My second complaint is that building ontologies is easy, "easy" in the sense that get a bunch of people together, they squabble for a long time about terminology, and out comes an ontology. Maybe, if you're lucky, someone will adopt it. The cost of making ontologies, and indeed of adopting them is relatively low (although it might not seem like it at the time). The cost of linking data is, I'd argue, higher, because it requires that you trust someone else's identifiers to the extent that you use them for things you care about deeply. Consider the citation network that is emerging from the widespread adoption of DOIs by the publishing industry. Once people trust that the endpoints of the links will survive, then the network starts to grow. But without that trust, that leap of faith, there's no network (unless you have enough resources to build the whole thing internally yourself, which is what happened with the closed citation network owned by Thomson Reuters). It's much easier to silo the data using unique identifiers than it is to link to other data (it's a variant of the "not invented here" syndrome).

Lastly, ontologies can have short lives.

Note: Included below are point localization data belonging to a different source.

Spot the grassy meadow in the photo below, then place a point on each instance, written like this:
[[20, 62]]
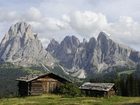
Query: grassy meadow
[[60, 100]]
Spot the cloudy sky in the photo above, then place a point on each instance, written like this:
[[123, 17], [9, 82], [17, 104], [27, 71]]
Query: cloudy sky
[[82, 18]]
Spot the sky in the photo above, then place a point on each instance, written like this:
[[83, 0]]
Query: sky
[[120, 19]]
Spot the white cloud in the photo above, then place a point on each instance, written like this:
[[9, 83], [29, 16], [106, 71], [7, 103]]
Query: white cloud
[[33, 14], [87, 22]]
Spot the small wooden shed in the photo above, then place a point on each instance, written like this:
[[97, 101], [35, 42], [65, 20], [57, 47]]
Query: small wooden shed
[[39, 84], [98, 89]]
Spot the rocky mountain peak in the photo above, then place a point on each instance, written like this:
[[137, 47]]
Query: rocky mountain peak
[[21, 29], [71, 41], [102, 36], [21, 46], [53, 45]]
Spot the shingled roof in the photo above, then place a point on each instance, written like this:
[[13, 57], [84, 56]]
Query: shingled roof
[[32, 77], [97, 86]]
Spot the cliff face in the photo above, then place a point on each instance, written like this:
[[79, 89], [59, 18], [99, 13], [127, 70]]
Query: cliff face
[[22, 47], [94, 55]]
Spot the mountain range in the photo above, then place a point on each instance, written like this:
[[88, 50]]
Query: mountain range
[[22, 47]]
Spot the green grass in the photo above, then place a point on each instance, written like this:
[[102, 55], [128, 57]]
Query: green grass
[[59, 100]]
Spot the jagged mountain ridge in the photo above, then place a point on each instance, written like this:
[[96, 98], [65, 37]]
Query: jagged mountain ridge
[[22, 47], [94, 55]]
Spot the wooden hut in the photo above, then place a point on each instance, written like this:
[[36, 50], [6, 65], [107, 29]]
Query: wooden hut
[[98, 89], [39, 84]]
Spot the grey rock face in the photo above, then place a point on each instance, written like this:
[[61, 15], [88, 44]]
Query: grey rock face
[[94, 55], [22, 47]]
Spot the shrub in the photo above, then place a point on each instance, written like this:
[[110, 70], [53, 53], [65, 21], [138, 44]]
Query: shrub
[[70, 90]]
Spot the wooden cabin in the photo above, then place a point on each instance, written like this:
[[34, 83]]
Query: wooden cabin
[[98, 89], [39, 84]]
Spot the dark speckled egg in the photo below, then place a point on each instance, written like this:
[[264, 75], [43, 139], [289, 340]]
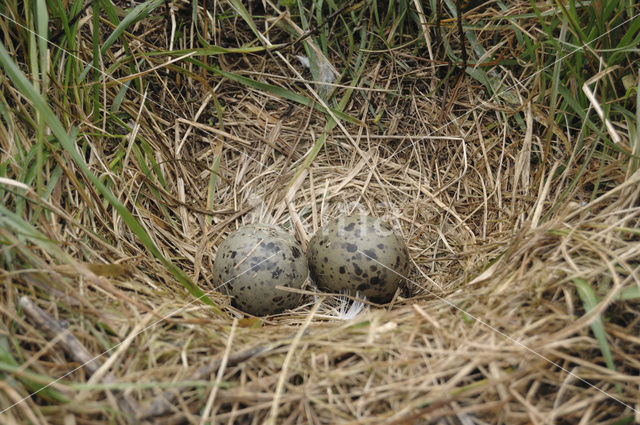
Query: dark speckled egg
[[360, 254], [255, 259]]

They reflect a certain world view that can become out of date, or supplanted if the relationships between things that the ontology cares about can be computed using other data. For example, biological taxonomy is a huge ontology that is rapidly being supplanted by phylogenetic trees computed from sequence (and other) data (compare the classification used by flagship biodiversity projects like GBIF and EOL with the Pace tree of life shown above). Who needs an ontology when you can infer the actual relationships? Likewise, once you have GPS the value of a geographic ontology (say of place names) starts to decline. I can compute if I'm on a mountain simply by knowing where I am.

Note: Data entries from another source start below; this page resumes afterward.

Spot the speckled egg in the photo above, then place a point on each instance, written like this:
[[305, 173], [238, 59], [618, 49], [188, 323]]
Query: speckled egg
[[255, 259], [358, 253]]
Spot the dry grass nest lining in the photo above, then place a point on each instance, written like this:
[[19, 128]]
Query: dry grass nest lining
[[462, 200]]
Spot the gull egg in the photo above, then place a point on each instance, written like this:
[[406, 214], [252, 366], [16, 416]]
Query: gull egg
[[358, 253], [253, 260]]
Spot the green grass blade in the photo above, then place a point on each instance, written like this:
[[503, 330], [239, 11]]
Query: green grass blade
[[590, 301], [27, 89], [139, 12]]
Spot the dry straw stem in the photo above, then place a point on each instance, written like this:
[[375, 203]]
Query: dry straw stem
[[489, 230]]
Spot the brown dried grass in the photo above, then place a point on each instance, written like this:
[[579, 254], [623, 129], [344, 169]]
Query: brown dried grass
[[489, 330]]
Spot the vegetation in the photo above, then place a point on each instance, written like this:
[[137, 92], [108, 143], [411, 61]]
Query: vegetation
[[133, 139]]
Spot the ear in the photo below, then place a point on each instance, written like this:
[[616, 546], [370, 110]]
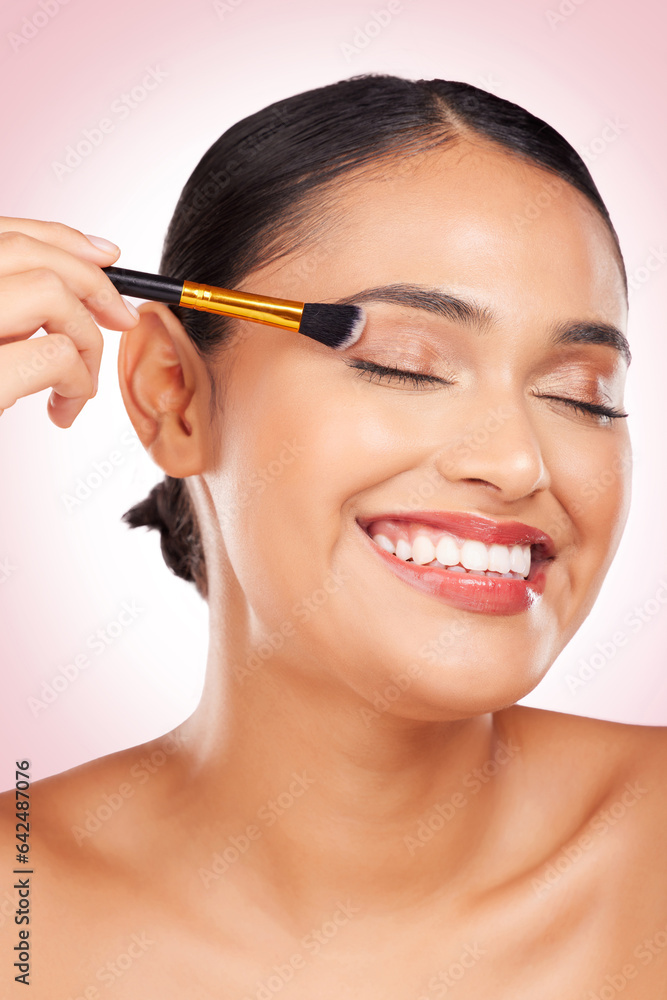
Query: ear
[[166, 390]]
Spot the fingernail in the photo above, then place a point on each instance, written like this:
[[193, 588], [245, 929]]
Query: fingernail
[[130, 308], [106, 245]]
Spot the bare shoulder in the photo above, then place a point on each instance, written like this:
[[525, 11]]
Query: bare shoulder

I'm not saying ontologies are always bad (they're not), nor that they can't be cool (they can be), I'm just suggesting that they aren't the first thing you need. And they certainly aren't a prerequisite for linking stuff together.

Google flu trends


Perhaps the most interesting idea that emerged was the notion of intelligently detecting changes in biodiversity (which is the kind of thing a lot of people want to know) in the way analogous to Google.org's Flu Trends uses flu-related search terms to predict flu outbreaks:

Ginsberg, J., Mohebbi, M. H., Patel, R. S., Brammer, L., Smolinski, M. S., & Brilliant, L. (2008). Detecting influenza epidemics using search engine query data. Nature, 457(7232), 1012–1014. doi:10.1038/nature07634

Could we do something like this for biodiversity data? For various reasons this suggestion become known at GBIC2012 as the "Heidorn paradigm".

Thinking globally


One challenge for a meeting like GBIC 2012 is scope. There's so much cool stuff to think about. From my perspective, a useful filter is to ask "what will happen anyway?" In other words, there is a lot of stuff (for example the growth of metabarcoding) that will happen regardless of anything the biodiversity informatics community does. People will make taxon-specific ontologies for organismal traits, digitise collections, assess biodiversity, etc. without necessarily requiring an entity like GBIF. The key question is "what won't happen at a global scale unless GBIF (or some other entity) gets involved?"

A Vast Machine

51OttqQDcVL SL500 AA300Lastly, in one session Tom Moritz mentioned a book that he felt we could learn from (A Vast Machine: Computer Models, Climate Data, and the Politics of Global Warming). The book recounts the history of climatology and its slow transition to a truly global science. I've started to read it, and it's fascinating to see the interplay between early visions of the future, and the technology (typically driven by military or large-scale commercial interests) that made possible the realisation of those visions. This is one reason why predicting the future is such a futile activity, the things that have the biggest effect come from unexpected sources, and effect things in ways it's hard to anticipate. On a final note, it took about a minute from the time from the time Tom mentioned the book to the time I had a copy from Amazon in the Kindle app on my iPad. Oh that accessing biodiversity data were that simple.